Golf for guys who don’t golf

Most Guys avoid golf for one of two reasons: They’ve either never tried it, or they’ve found that their complete lack of skill and knowledge results in equal parts humiliation and frustration. Unfortunately, there’s one inescapable fact: You can’t avoid the game forever. At some point, you will be forced into an uncomfortable play-or-die round with your boss, client, or future father-in-law (hopefully, not all at once). But don’t worry. All seasoned players share one thing when it comes to playing with newbies: They don’t care how bad you are, just so long as you keep the game moving and don’t add strokes to their score. Here’s all you need to know to play golf with a pro–without losing your job, your sale, or your girl in the process.

DON’T Stand behind the ball and watch someone swing, even if you’re far enough away to avoid getting whacked with the club.

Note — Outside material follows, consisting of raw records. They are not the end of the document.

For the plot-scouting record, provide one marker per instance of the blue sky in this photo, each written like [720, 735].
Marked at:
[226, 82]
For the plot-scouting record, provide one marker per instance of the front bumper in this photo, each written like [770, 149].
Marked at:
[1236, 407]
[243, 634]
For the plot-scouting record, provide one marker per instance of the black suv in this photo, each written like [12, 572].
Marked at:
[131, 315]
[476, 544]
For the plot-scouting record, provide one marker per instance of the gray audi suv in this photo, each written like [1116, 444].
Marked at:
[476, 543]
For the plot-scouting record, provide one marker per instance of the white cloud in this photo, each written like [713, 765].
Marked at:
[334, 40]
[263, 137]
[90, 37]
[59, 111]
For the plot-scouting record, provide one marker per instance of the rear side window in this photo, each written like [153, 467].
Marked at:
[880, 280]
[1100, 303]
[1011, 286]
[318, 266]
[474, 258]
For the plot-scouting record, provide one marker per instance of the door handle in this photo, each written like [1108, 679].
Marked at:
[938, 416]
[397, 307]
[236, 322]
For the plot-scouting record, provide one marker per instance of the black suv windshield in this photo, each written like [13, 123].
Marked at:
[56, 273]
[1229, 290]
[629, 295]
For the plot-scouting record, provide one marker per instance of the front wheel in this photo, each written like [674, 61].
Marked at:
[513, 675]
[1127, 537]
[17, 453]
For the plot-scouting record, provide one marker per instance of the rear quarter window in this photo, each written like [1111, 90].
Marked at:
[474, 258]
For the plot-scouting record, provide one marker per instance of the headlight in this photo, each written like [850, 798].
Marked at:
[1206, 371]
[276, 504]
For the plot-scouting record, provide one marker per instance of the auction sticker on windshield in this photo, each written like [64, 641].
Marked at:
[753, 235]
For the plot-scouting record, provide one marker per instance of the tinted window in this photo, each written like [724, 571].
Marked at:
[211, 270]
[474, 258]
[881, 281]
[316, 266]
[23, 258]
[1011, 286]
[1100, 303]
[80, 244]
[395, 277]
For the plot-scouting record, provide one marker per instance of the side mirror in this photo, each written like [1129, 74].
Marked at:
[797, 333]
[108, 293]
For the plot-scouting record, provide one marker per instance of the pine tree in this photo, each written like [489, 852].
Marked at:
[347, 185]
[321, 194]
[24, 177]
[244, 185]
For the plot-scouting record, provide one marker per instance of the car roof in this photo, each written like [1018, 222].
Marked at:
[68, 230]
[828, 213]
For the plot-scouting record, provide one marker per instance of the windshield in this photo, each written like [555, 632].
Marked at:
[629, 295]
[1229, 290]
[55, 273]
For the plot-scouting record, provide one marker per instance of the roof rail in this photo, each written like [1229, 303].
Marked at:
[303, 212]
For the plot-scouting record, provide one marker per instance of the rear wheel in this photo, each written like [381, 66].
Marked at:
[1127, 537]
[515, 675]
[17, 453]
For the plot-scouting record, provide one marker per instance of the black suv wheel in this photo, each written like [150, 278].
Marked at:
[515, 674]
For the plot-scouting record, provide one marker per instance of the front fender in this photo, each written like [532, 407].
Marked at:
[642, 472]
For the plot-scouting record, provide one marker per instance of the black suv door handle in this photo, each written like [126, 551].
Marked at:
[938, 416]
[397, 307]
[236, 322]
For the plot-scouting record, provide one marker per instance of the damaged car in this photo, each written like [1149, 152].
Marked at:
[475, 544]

Nothing maddens serious players more than being able to see you out of the corner of their eye, and the only place you can stand and be seen is directly behind the ball (or in front of it, in which case you’re not a distraction, just a fool). Your best bet: Stand at least five yards away on the side of the ball opposite the player. And don’t talk or make any other purposeful noises–for instance, unzipping your bag or burping–while someone is preparing to swing.

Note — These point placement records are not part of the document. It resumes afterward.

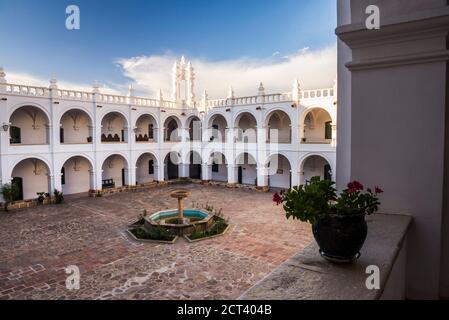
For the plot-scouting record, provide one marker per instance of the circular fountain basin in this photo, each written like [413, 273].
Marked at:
[194, 219]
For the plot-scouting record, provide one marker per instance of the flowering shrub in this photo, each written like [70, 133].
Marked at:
[319, 199]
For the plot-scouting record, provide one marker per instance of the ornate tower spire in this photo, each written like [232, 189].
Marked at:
[183, 79]
[2, 76]
[296, 91]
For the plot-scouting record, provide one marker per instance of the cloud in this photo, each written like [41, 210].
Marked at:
[314, 69]
[31, 80]
[148, 74]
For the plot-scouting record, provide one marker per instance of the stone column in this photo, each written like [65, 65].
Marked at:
[232, 174]
[206, 172]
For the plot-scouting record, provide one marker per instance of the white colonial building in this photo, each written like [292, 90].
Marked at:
[52, 138]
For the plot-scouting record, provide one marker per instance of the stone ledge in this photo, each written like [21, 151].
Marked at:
[307, 276]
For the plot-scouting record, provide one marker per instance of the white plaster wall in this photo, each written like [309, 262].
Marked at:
[314, 167]
[406, 156]
[142, 125]
[32, 183]
[220, 136]
[77, 176]
[247, 124]
[315, 125]
[280, 122]
[343, 172]
[393, 9]
[142, 168]
[112, 169]
[113, 123]
[76, 133]
[30, 135]
[281, 180]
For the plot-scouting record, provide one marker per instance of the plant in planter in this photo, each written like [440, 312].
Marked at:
[338, 222]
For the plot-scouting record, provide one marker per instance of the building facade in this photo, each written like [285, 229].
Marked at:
[74, 141]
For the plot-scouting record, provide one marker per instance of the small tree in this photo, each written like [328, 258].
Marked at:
[9, 191]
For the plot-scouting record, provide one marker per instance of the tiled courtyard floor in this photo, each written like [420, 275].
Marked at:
[37, 244]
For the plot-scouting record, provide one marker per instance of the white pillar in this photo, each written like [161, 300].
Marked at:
[295, 178]
[183, 169]
[99, 177]
[206, 174]
[262, 177]
[232, 174]
[131, 176]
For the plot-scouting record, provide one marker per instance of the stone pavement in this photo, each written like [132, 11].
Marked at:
[37, 244]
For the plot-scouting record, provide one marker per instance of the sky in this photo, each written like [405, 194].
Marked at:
[236, 43]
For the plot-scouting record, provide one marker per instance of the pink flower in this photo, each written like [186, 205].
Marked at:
[378, 190]
[354, 186]
[277, 199]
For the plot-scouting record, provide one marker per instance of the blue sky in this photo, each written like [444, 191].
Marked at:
[35, 41]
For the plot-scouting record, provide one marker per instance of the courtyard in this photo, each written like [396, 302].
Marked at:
[37, 244]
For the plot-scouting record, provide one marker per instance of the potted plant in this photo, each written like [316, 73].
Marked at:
[338, 222]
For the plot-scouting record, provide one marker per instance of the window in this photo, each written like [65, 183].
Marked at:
[63, 176]
[327, 172]
[150, 131]
[328, 130]
[151, 167]
[61, 135]
[14, 133]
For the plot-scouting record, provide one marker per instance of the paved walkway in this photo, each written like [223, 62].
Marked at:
[37, 244]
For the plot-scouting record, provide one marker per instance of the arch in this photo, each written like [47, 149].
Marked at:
[32, 123]
[148, 113]
[279, 171]
[195, 128]
[146, 168]
[171, 165]
[278, 120]
[35, 176]
[77, 175]
[317, 126]
[315, 164]
[30, 104]
[115, 171]
[195, 162]
[246, 124]
[219, 166]
[172, 129]
[217, 125]
[146, 128]
[114, 127]
[246, 169]
[77, 126]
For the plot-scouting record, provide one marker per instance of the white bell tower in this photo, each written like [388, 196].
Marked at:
[183, 78]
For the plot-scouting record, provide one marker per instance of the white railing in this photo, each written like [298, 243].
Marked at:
[75, 95]
[27, 90]
[317, 93]
[148, 102]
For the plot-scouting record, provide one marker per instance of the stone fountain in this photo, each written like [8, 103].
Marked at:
[180, 194]
[181, 221]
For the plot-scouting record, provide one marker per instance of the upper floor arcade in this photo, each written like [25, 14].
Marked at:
[39, 116]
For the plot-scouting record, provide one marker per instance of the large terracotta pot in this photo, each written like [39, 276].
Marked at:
[340, 238]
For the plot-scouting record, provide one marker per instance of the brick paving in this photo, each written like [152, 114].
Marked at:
[37, 244]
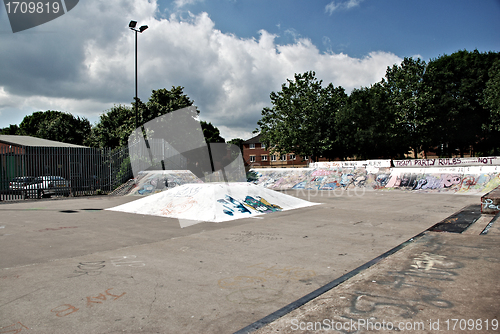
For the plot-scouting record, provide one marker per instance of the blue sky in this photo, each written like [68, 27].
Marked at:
[228, 54]
[406, 28]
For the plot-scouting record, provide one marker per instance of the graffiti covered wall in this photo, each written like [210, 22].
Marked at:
[461, 180]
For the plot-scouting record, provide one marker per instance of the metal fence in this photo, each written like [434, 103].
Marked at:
[34, 172]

DO Watch the entire flight and roll of your ball and “mark” it against something on the landscape so you know where it is. It’s amazing how often beginners get so caught up in the histrionics of their frustration that they lose track of the moving ball. Amazing meaning every time! Nothing is more of a drag on your fellow players than to have to help you look for a lost ball on every hole.

DON’T Walk between anyone’s ball and the hole when you’re on the green. The truth is that this really doesn’t make a bit of difference in the outcome of someone’s putt–particularly since metal cleats went the way of the mullet–but most guys think it does. And when it comes to etiquette, perception is all that matters.